Let us consider a formal power series ring $$A_n \colon= K[[X_1,\ldots,X_n]]$$ with $$0 \ll n < \infty$$ and we shall consider a prime ideal $${\frak P}$$ of $$A_n$$ such that $$1 < {\mathrm{ht}}({\frak P}) < n$$.

We shall choose an irreducible element $$f \in {\frak P}$$ such that up to a variables transformation and by abuse of notations we have

$$\begin{equation*} f = a_e + a_{e-1}X_1 + \ldots + a_{1}(X_1)^{e-1} + X_1^e, \end{equation*}$$ where $$a_1,\ldots,a_e \in K[[X_2,\ldots,X_n]]$$.

The ring $$R_n \colon= A_n/f$$ is finite over the ring $$A_{n-1} \colon= K[[X_2,\ldots,X_n]]$$. Let us denote by $${\frak Q}$$ the unique prime of $$A_{n-1}$$ lying below $${\frak P}$$.

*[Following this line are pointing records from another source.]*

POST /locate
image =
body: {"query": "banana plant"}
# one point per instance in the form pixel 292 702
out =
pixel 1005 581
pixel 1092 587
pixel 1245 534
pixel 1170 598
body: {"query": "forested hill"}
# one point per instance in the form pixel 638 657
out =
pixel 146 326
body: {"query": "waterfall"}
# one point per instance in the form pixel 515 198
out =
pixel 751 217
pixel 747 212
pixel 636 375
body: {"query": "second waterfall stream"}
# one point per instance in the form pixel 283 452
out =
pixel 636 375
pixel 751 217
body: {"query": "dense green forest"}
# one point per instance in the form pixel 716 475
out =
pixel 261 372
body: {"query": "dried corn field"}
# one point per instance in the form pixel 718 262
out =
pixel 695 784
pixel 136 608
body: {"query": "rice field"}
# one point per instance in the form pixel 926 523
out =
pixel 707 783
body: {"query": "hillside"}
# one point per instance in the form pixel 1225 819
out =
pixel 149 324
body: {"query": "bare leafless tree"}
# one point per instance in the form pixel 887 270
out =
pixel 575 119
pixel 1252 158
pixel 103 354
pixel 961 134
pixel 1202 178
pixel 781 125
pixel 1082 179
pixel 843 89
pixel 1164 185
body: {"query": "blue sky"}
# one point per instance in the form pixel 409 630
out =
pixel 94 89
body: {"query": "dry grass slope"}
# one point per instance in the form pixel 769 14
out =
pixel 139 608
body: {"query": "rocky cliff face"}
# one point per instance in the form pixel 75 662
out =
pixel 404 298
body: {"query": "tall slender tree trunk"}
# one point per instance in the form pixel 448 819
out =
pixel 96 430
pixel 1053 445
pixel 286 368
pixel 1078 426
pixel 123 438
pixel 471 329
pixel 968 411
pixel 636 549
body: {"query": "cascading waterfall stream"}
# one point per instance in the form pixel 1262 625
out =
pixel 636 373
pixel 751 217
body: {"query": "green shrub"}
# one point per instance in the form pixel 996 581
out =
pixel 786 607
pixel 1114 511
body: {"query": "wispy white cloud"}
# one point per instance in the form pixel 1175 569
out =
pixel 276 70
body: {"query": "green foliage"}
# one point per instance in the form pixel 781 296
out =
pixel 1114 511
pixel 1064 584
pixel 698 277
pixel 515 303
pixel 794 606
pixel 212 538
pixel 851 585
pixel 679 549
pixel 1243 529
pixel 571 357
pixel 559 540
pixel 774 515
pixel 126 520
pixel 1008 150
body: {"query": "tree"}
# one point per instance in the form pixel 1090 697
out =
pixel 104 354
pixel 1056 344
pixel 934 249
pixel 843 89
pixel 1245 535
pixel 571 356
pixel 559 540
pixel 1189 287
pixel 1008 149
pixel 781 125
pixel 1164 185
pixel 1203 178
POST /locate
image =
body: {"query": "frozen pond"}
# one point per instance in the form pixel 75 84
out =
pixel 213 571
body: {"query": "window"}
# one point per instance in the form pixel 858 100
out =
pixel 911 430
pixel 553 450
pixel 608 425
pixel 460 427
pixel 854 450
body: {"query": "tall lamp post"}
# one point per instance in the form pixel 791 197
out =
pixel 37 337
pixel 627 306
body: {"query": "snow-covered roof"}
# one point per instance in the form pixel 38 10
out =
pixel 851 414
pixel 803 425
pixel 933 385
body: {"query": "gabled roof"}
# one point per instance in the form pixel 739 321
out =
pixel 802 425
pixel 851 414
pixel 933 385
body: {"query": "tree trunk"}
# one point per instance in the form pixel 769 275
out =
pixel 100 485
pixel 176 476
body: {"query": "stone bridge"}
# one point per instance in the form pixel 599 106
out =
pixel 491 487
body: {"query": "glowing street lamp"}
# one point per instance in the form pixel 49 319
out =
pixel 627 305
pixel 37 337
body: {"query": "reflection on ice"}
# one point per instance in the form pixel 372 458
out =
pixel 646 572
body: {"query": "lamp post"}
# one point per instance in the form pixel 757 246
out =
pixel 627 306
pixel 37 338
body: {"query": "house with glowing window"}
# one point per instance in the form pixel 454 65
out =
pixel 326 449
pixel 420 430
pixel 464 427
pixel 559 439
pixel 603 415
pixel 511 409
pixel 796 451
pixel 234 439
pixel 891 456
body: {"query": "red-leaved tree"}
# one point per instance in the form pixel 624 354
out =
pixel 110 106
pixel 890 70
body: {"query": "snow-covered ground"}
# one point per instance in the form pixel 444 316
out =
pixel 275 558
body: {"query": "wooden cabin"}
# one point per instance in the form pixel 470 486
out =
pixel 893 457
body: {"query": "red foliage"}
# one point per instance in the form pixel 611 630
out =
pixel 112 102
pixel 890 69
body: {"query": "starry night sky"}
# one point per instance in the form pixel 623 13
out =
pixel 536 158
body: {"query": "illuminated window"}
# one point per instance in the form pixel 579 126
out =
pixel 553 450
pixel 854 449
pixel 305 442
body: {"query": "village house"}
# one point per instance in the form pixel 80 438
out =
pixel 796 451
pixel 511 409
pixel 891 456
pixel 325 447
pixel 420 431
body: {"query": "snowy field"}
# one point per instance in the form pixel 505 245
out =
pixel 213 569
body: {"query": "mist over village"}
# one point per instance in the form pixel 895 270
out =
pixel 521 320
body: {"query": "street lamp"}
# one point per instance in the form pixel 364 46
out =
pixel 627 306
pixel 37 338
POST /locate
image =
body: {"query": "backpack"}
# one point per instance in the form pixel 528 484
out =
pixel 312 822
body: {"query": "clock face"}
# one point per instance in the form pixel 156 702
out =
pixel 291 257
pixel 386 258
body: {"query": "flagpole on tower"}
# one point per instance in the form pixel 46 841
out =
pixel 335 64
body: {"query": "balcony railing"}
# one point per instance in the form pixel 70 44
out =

## Q. Can I always find $$f$$ such that $${\frak P}$$ is étale over $${\frak Q}$$? Or equivalently for the discriminant $$\Delta_f$$ of $$f$$, can I have $$\Delta_f \notin {\frak Q}$$ ?

A general ideal $$\mathfrak P$$ need not contain an element $$f$$ that is a polynomial in one of the variables. The existence of such an element $$f$$ is a strong restriction on the ideal $$\mathfrak P$$. An even stronger restriction is requiring, in addition, that the polynomial $$f$$ be monic.
If we take an ideal $$\mathfrak P$$ containing a monic polynomial $$f$$ in $$X_1$$ then the answer to your question is positive if $$K$$ is of characteristic 0 and negative if $$K$$ is of characteristic $$p>0$$. Namely, if $$char\ K=0$$ and $$\mathfrak P$$ is not étale over $$\mathfrak Q$$, replace $$f$$ by $$\frac{\partial f}{\partial X_1}$$ and keep repeating this process as many times as necessary.
If $$char\ K=p>0$$, take $$n=3$$ (we need $$n\ge3$$ in order the inequalities on $$ht\ \mathfrak P$$ to be respected). Let $$\mathfrak P$$ be an ideal generated by $$X_1^p-g$$ and $$h$$, where $$g$$ and $$h$$ are sufficiently general power series in $$X_2$$ and $$X_3$$ without constant or linear terms. Then $$\mathfrak P$$ contains a monic polynomial, but none that make $$\mathfrak P$$ étale over $$\mathfrak Q$$.